India’s western state of Maharashtra has recorded 25 deaths from heat stroke since late March, the highest toll in the past five years.

And more fatalities are forecasted as the nation swelters in temperatures over 40C.

Scientists have linked the early onset of an intense summer to climate change, and say more than a billion people in India and neighbouring Pakistan were in some way vulnerable to the extreme heat.

With cooling monsoon rains only expected next month and increasingly frequent power outages in some parts of India, even households that can afford air conditioners will have little respite over the next several weeks.

Many of the deaths in Maharashtra occurred in the more rural areas of India’s richest state.

"These are suspected heat stroke deaths," Pradeep Awate, a Maharashtra health official, told Reuters.

India is the world’s second-biggest wheat producer, but the heat is set to shrivel this year’s crop, after five consecutive years of record harvests.

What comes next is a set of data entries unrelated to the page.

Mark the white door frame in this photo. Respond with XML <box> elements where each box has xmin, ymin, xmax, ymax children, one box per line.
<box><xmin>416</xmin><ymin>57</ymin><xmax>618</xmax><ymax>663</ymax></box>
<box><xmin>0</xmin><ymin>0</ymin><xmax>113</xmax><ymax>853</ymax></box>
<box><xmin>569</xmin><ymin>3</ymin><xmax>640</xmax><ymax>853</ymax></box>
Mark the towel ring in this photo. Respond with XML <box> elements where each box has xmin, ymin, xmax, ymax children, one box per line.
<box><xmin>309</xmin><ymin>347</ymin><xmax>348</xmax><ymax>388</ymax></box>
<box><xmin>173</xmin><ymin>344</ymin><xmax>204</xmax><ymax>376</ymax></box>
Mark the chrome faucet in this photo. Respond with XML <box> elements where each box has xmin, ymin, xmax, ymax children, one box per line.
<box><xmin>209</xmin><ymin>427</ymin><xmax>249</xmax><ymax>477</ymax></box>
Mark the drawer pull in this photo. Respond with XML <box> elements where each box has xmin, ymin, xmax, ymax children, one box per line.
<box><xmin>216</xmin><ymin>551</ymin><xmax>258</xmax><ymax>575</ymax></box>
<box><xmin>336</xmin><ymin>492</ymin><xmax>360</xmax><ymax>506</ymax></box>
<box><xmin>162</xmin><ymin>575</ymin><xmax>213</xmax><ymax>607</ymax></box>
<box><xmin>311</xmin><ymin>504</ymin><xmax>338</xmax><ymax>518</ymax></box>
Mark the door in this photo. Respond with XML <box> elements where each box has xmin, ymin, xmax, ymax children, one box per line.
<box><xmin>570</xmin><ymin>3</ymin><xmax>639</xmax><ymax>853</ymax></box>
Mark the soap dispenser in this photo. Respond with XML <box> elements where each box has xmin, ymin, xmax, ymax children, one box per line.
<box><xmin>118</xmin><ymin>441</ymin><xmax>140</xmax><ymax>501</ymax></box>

A workers quenches his thirst as a heatwave continues to lash New Delhi (AP)

As power demand surges, generating companies are staring at massive shortages of coal and the government is pleading with them to step up imports.

This weekend Pakistan issued a heat warning after the hottest March in 61 years while in parts of neighbouring India schools were shut and streets deserted.

Pakistan’s federal minister for climate change, Sherry Rehman, urged the federal and provincial governments to take precautionary measures to manage the intense heatwave, which touched highs of 47C in parts of the country.

"South Asia, particularly India and Pakistan are faced with what has been a record-breaking heatwave. It started in early April and continues to leave the people gasping in whatever shade they find," Rehman said in a statement.

Temperatures were predicted to rise by 6 to 8 degrees Celsius above average temperatures after the hottest March on record since 1961, she said.